# Predicting Apartment Renting Prices in Santiago MR - Feature Engineering

In [1]:
import pandas as pd
import numpy as np
import re
import math
from matplotlib import pyplot as plt
%matplotlib inline
import matplotlib 
import seaborn as sns
import joblib

from sklearn import compose, preprocessing, pipeline
from sklearn.base import BaseEstimator,TransformerMixin
from sklearn.model_selection import train_test_split, cross_val_score, GridSearchCV, KFold, StratifiedKFold
import sklearn.metrics as metrics
import sklearn.utils

matplotlib.rcParams["figure.figsize"] = (8,5)
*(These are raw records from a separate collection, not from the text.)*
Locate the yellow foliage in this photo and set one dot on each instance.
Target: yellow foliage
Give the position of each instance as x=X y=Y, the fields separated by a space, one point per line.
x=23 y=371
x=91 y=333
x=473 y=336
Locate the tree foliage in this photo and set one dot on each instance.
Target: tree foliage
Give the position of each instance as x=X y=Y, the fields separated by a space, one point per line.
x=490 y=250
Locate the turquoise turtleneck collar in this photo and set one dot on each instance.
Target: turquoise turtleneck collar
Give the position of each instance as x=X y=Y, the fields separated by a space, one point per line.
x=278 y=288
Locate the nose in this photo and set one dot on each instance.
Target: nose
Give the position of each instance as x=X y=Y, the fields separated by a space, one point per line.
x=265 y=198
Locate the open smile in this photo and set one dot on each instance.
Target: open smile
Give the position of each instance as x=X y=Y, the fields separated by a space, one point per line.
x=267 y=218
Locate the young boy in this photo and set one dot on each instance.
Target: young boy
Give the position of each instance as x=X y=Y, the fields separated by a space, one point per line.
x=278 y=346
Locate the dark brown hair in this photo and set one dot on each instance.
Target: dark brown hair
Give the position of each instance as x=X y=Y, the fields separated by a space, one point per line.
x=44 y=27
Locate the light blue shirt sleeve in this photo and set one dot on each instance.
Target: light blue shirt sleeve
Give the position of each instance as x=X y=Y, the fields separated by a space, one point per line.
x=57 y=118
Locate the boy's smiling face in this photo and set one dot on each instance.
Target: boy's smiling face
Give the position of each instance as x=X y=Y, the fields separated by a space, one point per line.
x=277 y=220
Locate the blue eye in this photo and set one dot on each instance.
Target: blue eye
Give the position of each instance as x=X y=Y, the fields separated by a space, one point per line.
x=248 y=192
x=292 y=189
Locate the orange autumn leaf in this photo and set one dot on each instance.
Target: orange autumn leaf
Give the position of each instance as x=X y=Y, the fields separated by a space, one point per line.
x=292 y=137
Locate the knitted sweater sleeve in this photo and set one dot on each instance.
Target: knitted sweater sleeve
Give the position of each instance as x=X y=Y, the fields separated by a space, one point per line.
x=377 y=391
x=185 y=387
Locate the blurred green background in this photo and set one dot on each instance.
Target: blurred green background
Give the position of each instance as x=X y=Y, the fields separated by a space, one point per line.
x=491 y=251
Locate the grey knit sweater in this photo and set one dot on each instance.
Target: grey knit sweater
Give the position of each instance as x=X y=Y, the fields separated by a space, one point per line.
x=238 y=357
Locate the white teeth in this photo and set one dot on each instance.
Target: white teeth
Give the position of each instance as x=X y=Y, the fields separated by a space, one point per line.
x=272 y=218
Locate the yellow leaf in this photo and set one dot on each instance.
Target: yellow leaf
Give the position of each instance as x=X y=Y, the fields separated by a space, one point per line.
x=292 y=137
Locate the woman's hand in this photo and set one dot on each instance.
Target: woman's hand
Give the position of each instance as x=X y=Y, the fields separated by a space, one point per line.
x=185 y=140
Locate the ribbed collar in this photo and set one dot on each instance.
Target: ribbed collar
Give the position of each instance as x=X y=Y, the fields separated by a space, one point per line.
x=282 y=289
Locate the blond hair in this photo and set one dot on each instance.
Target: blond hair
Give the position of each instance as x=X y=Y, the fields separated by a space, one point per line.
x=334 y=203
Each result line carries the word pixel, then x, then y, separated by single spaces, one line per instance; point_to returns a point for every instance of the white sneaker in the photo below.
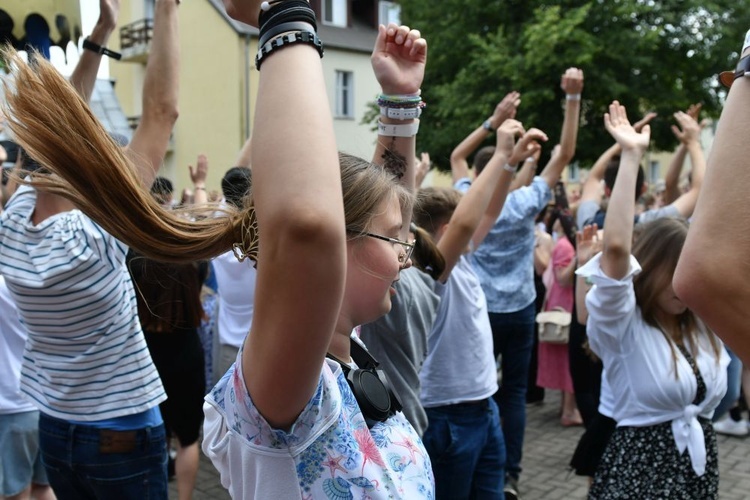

## Data Load: load cleaned data into a dataframe

In [2]:
df = pd.read_csv("RENT_APARTMENT_MR_eda.csv")
print(df.shape)
df

(4762, 5)


Unnamed: 0,Surface,Bedrooms,Bathrooms,Location,Price
0,21.0,1.0,1.0,Las Condes,190000.0
1,40.0,1.0,1.0,Las Condes,507938.0
2,220.0,4.0,4.0,Las Condes,1500000.0
3,140.0,4.0,4.0,Las Condes,1500000.0
4,140.0,4.0,3.0,Las Condes,1500000.0
...,...,...,...,...,...
4757,140.0,3.0,3.0,Vitacura,1550000.0
4758,144.0,4.0,4.0,Vitacura,1550000.0
4759,140.0,4.0,4.0,Vitacura,1550000.0
4760,185.0,3.0,3.0,Vitacura,2000000.0


## Training, Test data split

Before conducting any transformation on the features which we will use as predictors, we should split the data into training and test sets. <br>
Next, implemented feature transformations will be done to the training set and then applied on the test set. This way we avoid data leakage from the test to the training set.

In [3]:
train_ratio = 0.85
test_ratio = 0.15

# train_data = {}

# X = df[features[i]]
X = df.drop(['Price'], axis=1)
y = df['Price']

# split the data into train (train + validation) and test sets
X_train, X_test, y_train, y_test = train_test_split(
    X, y,
    test_size=test_ratio,
    random_state=22
)

frac_train = len(X_train) / (len(X_train)+len(X_test))
frac_test = len(X_test) / (len(X_train)+len(X_test))

print(f"Number of samples for training ({frac_train}): {len(X_train)}")
print(f"Number of samples for test ({frac_test}): {len(X_test)}")
# print(X_train, X_val, X_test)
 

Number of samples for training (0.8498530029399411): 4047
Number of samples for test (0.1501469970600588): 715


In [4]:
X_train
# X_test

Unnamed: 0,Surface,Bedrooms,Bathrooms,Location
4088,80.0,3.0,2.0,Santiago
2519,70.0,3.0,2.0,Maipu
3561,30.0,1.0,1.0,Santiago
862,500.0,3.0,4.0,Las Condes
932,304.0,4.0,4.0,Las Condes
...,...,...,...,...
2527,90.0,3.0,2.0,Macul
2952,50.0,1.0,1.0,Providencia
4587,113.0,2.0,2.0,Vitacura
356,68.0,2.0,2.0,Las Condes


In [5]:
X_train.dtypes
# X_test.dtypes

Surface      float64
Bedrooms     float64
Bathrooms    float64
Location      object
dtype: object

## Feature transformations

Next, we will apply transformations to some of the features in the dataset. For this, we will treat each feature as the type of variable described below.

- Surface: continuous variable. It will be normalized.
- Bedrooms, Bathrooms: discrete variables. They can be treated as ordinal (only certain values are allowed, with certain ordering) and hence will be encoded as such.
- Location: categorical variable. It will be one-hot-encoded.

## Dimensionality Reduction on Rooms count

Number of rooms (feature columns *Bedrooms* and *Bathrooms*) can be considered as ordinal variables, since they take only certain discrete values which have an specific ordering (with equal interval between different value levels). We will implement a custom transformation in order to reduce the dimensionality of these features, which groups these feature values in categories corresponding to the integer of the feature values (below a threshold of 4) and to the threshold itself (for values above the threshold).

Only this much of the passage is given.